An employer must keep track of, and provide a few things if they are paying pension to an employee who is retiring:
  • A distinct payroll ID must be used for pension payments – FPS must reflect that the payroll ID has been altered
  • An employer should not include the leaving particulars in the FPS as the employee is still on the payroll
  • An employer must use an employee’s prevailing tax code on ‘month 1’ or ‘week 1’ basis till they get a new tax code from HMRC
  • Give the full twelve-monthly amount of pension
  • For each pension payment, an employer must enter ‘Yes’ in the ‘Occupational pension indicator’ field
  • Provide the retiring employee with a retirement declaration highlighting their employment specifics till their retirement date
  • If the scheme is listed with HMRC, an employer will not be required to deduct National Insurance (NI) from the pension payments. However, they must deduct tax in the usual manner.

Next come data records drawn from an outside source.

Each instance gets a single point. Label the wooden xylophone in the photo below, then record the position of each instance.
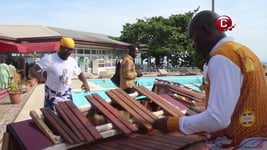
(194, 100)
(77, 131)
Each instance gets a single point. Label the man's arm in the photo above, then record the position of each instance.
(84, 81)
(36, 72)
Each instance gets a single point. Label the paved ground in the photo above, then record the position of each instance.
(33, 100)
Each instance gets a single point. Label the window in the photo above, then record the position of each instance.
(86, 51)
(80, 51)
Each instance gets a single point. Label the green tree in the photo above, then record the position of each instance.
(164, 37)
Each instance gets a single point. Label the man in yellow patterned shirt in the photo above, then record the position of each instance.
(235, 87)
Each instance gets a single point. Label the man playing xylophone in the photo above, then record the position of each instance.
(235, 88)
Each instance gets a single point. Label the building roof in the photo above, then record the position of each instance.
(39, 33)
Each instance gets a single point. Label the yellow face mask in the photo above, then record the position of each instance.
(67, 42)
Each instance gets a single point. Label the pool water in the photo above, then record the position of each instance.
(80, 100)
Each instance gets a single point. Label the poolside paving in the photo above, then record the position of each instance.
(33, 100)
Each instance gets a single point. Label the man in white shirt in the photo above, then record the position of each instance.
(59, 68)
(235, 87)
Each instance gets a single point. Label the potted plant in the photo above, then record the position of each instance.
(32, 81)
(15, 93)
(25, 86)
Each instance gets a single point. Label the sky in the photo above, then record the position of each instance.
(109, 16)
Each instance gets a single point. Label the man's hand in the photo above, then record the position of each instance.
(85, 87)
(167, 124)
(139, 73)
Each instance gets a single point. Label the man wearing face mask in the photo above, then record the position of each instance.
(59, 68)
(128, 73)
(235, 89)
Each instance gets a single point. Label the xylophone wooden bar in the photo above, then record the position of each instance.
(87, 124)
(79, 126)
(112, 114)
(186, 93)
(63, 114)
(153, 140)
(55, 122)
(164, 104)
(137, 110)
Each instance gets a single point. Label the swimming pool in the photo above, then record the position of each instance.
(80, 100)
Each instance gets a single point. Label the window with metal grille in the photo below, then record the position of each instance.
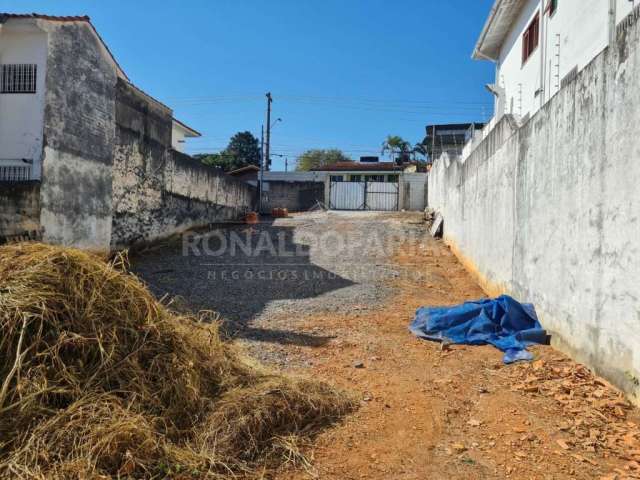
(14, 174)
(18, 78)
(531, 38)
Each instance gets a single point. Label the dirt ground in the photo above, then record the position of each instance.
(427, 412)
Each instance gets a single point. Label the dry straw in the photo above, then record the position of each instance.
(100, 380)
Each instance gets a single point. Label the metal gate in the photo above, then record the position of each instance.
(379, 196)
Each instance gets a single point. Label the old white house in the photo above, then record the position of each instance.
(25, 54)
(86, 157)
(539, 45)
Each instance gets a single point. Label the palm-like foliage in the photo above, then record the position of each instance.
(395, 145)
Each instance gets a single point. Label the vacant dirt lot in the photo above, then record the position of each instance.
(338, 309)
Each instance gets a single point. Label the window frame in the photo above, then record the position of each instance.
(27, 84)
(531, 38)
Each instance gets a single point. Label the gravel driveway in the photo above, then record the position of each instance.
(262, 278)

Paying paternity or adoption pay, statutory maternity

An employer must continue to pay paternity or adoption pay, statutory maternity pay up to the completion of an employee’s statutory leave of absence, even if an employee stops working. An employer must agree with one of the below mentioned:
  • Provide an employee with a P45 when they discontinue to work, and subtract tax on the left over statutory disbursements under code 0T on a ‘month 1’ or ‘week 1’ basis (if an employee is taxes at Scottish rate, use the code S0T or C0T if an employee is taxed at the Welsh rate)
  • Use the standard tax code for the statutory disbursements and give employees a P45 after the final payment has been made, recording the final payment date as an employee’s leaving date.
Scottish Income Tax
Tax band Taxable income Scottish tax rate
Personal Allowance To a maximum of £12,500 0%
Starter rate Between £12,501 and £14,549 19%
Basic rate Between £14,550 and £24,944 20%
Intermediate rate Between £24,945 and £43,430 21%
Higher rate Between £43,431 and £150,000 41%
Top rate In excess of £150,000 46%
Income Tax in Wales
Tax Band Taxable income Tax rate
Personal Allowance To a maximum of £12,500 0%
Basic rate Between £12,501 and £50,000 20%
Higher rate Between £50,001 and £150,000 40%
Additional rate In excess of £150,000 45%

Paying an employee after giving them a P45

In case an employee is required to pay an employee after he/she leaves the organisation (comprising of someone who has been getting a taxable redundancy payment in excess of £30,000):
  • Use tax code 0T on a ‘month 1’ or ‘week 1’ basis (if an employee is taxes at Scottish rate, use the code S0T or C0T if an employee is taxed at the Welsh rate)
  • Subtract National Insurance (except if it’s a termination payment) and any student loan compensations as usual– however, if an employee makes an ‘irregular’ payment such as an unexpected bonus or accrued holiday pay, consider it as a ‘once-a-week’ payment
  • Report the deductions and payment in the subsequent FPS, using an employee’s unique payroll ID, and ‘date of leaving’, and update the ‘Payment after leaving’ pointer
  • Provide an employee with written approval of the disbursement highlighting the deductions and gross amount
  • Add the supplementary payment in the ‘Year to date’ section if the disbursement is made in the similar tax year
Once a P45 form has been provided to an employee, an employer must be careful that they don’t give the employee another P45 form.